Empezamos por lo principal: ¿por qué publicar artículos científicos? Básicamente, es una estrategia que funciona en dos sentidos. Primero, explicar algo a alguien es la mejor manera de entenderlo, de identificar flaquezas y puntos relevantes. Y en ciencia el papel no lo aguanta todo. Se necesita organizar ideas, contextualizar tu trabajo, y presentar datos, métodos y resultados de manera que sean asequibles al lector. El ser asequible se relaciona directamente con el segundo objetivo de publicar, el más importante: ofrecer el trabajo para que sea objeto de escrutinio, comentario, crítica constructiva (no vale de nada ningún otro tipo) e inspiración para nuevos proyectos que nos ayuden a avanzar en nuestro conocimiento. En definitiva, es la misma estrategia que se describe en Gambito de dama y que aplica en muchos aspectos de la vida: los soviéticos tenían mucho más éxito en el ajedrez porque compartían su intelecto para “ayudar al equipo”. Varias mentes trabajando sobre el mismo problema llegan a soluciones más rápido y serán más ingeniosas que una sola.
La mejor forma de afrontar esos dos objetivos es escribir un artículo científico, y luego, o al mismo tiempo, presentar y defender tu trabajo cara a cara ante otros científicos y también ante el público general. No funciona solo hacer lo segundo y menos lo tercero, como las ruedas de prensa sobre las vacunas de la covid a las que asistimos a finales del año pasado.

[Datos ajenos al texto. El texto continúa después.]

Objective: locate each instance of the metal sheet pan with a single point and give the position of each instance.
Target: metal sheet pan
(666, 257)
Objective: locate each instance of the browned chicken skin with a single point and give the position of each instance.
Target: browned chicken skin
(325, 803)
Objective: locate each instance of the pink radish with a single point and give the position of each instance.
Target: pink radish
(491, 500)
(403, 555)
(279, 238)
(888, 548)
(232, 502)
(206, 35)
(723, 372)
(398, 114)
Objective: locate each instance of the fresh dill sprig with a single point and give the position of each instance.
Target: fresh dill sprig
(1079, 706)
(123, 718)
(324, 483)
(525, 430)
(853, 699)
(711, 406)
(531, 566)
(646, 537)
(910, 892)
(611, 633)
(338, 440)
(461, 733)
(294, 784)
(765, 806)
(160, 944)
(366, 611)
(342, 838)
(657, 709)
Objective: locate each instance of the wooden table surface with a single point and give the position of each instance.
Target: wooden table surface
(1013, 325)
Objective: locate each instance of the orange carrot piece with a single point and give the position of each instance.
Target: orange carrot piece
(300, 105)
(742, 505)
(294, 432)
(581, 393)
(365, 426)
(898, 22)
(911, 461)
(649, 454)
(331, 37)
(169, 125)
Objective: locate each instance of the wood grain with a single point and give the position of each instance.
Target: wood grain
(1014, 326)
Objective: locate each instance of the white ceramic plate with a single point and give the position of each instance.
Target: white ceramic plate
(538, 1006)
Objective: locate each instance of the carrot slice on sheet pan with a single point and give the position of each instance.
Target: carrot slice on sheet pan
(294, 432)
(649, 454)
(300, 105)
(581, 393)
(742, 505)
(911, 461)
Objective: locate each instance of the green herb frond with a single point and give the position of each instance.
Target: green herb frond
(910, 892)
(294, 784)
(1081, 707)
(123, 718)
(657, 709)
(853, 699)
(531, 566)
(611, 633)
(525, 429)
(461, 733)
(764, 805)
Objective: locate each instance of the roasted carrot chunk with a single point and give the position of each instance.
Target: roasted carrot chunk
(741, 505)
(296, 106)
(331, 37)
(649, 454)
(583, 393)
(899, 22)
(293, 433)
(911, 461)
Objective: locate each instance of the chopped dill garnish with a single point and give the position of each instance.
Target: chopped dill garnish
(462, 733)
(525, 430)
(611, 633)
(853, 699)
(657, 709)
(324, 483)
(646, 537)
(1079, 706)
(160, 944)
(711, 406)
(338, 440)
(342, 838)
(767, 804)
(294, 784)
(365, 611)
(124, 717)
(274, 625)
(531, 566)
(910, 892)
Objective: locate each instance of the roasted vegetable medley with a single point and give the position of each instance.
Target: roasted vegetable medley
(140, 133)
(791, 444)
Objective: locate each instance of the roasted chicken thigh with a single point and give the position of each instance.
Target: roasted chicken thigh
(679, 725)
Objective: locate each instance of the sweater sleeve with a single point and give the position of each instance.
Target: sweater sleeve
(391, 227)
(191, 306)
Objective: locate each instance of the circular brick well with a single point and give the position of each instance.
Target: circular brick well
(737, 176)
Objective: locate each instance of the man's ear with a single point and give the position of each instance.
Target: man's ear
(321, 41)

Solo presentando datos, métodos de análisis y resultados, otros científicos pueden, con una visión más libre de prejuicios y menos subjetiva comparada con los investigadores que han dedicado meses o años a trabajar en un proyecto, ayudar a avanzar de manera más segura en el conocimiento.
En las publicaciones científicas nos enfrentamos a problemas conocidos, compartidos con otras actividades. No estamos al margen de actitudes poco edificantes para alimentar egos u obtener financiación a toda costa. Cada vez hay más competencia en ciencia luchando por fondos muy limitados en muchos países. Ante tanta competencia, la cantidad de artículos que se publican es ingente y muy difícil de digerir por cualquier investigador. Hay un exceso de información. Eso lleva a que cada vez los científicos ponen más esfuerzo en que los artículos científicos sean más atractivos para otros científicos y para el público en general, en términos de la claridad de exposición de resultados o incluso estar bien escritos desde el punto de vista literario. También caemos en el pecado del clickbait o de la simplificación en la exposición del trabajo, sobre todo al divulgarlo, que puede llevar a la pérdida del rigor científico y a disfunciones a la hora de presentar resultados científicos en la propia comunidad científica y al público en general.